2021 年 8 巻 1 号 p. 445-450
Dystonia is a movement disorder that has various treatment options. For primary dystonia, stereotactic procedures such as deep brain stimulation (DBS) have demonstrated favorable outcomes. For secondary dystonia, however, the treatment outcomes remain inconclusive, and the heterogeneous etiological background is considered to contribute to the poor outcomes of the disease.

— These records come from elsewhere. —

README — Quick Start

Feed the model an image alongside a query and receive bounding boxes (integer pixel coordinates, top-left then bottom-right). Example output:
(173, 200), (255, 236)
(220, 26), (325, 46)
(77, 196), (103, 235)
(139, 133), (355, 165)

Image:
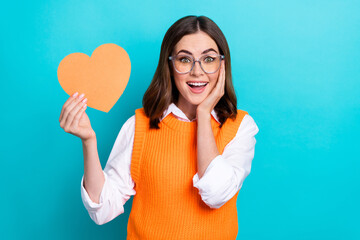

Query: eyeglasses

(169, 54), (225, 74)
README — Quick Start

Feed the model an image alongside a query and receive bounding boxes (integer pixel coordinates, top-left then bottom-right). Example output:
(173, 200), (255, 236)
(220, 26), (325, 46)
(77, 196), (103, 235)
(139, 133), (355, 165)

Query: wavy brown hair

(142, 16), (237, 129)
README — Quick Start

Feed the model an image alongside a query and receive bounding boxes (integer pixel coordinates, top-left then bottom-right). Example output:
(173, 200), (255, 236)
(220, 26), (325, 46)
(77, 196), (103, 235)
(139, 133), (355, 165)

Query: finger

(71, 101), (87, 127)
(64, 98), (87, 130)
(59, 92), (79, 122)
(60, 94), (84, 127)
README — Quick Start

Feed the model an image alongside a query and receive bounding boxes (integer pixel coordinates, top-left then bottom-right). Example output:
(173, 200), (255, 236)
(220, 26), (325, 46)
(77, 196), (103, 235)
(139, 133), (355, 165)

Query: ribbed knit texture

(127, 108), (247, 240)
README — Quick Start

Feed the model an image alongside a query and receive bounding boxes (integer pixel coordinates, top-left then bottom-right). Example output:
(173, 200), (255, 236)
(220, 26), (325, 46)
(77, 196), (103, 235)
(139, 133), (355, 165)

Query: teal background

(0, 0), (360, 240)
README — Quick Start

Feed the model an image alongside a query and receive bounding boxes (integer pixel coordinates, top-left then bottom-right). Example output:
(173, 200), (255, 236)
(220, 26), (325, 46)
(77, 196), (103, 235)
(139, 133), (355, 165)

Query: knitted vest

(127, 108), (247, 240)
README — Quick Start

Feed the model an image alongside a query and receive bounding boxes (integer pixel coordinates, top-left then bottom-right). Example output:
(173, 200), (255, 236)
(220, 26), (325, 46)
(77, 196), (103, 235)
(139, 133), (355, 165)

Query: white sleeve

(193, 114), (259, 208)
(81, 115), (136, 225)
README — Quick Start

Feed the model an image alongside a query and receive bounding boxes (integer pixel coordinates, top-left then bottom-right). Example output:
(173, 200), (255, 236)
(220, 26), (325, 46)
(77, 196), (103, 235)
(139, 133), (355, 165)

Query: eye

(204, 56), (215, 63)
(179, 57), (191, 63)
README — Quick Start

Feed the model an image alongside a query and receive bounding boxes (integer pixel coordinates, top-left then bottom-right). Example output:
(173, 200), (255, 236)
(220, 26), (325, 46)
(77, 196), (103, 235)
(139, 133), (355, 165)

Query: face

(171, 31), (220, 111)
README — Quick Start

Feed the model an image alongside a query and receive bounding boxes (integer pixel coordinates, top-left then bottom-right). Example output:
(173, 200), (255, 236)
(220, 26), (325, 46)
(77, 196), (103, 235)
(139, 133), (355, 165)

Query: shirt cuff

(193, 155), (233, 203)
(81, 171), (107, 211)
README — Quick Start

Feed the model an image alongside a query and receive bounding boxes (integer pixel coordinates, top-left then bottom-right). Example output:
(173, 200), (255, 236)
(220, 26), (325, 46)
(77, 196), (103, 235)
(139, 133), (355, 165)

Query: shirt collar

(160, 103), (220, 124)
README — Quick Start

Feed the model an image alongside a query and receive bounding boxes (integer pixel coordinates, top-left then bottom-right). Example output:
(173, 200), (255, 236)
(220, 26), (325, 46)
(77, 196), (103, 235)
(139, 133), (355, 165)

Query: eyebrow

(177, 48), (217, 55)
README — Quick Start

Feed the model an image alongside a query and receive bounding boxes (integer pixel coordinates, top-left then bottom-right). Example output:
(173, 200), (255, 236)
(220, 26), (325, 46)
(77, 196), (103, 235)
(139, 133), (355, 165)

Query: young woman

(59, 16), (259, 239)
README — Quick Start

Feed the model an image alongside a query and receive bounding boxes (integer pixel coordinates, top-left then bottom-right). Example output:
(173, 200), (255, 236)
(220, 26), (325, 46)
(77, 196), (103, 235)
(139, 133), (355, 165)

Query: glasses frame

(169, 54), (225, 74)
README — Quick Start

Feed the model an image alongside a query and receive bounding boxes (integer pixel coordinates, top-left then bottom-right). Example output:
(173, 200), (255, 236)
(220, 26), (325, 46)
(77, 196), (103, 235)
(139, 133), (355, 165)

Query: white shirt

(81, 103), (259, 225)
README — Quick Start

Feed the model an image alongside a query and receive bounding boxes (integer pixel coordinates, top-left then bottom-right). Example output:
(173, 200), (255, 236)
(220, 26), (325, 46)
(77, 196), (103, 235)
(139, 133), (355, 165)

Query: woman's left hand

(196, 60), (225, 115)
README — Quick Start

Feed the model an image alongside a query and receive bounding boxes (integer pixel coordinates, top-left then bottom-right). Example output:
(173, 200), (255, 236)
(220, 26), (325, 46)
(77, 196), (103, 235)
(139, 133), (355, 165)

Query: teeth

(188, 83), (207, 86)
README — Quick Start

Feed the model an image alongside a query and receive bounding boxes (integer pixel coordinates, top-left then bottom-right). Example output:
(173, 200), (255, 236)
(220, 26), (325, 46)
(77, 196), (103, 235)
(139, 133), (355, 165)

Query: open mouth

(186, 82), (208, 89)
(186, 82), (208, 94)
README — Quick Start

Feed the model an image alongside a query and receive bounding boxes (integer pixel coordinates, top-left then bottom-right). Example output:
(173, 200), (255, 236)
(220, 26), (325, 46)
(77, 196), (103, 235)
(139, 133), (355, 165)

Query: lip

(186, 81), (209, 94)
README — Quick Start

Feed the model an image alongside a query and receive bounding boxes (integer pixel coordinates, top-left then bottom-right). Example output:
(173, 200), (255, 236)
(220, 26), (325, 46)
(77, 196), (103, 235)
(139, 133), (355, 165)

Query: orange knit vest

(127, 108), (247, 240)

Here, we report a rare pediatric case of post-stroke focal dystonia treated with conventional radiofrequency ventro-oral (Vo) thalamotomy. The patient was an 11-year-old girl with secondary focal dystonia in her right hand. The dystonia was considered to result from a stroke lesion in the putamen due to vasculitis following varicella-zoster virus infection. We hypothesized that the infarction of the putamen resulted in hyperactivity in the thalamus, and, thus, performed a radiofrequency Vo thalamotomy. Markedly decreased muscle tone in her right hand was noted immediately after surgery. However, the improvement was temporary, as her symptoms returned to baseline level by the 6-month follow-up. Although the observed improvement was temporary in this case, our findings may elucidate the possible mechanisms of secondary focal dystonia. Further studies are needed to establish an effective surgical treatment for secondary focal dystonia.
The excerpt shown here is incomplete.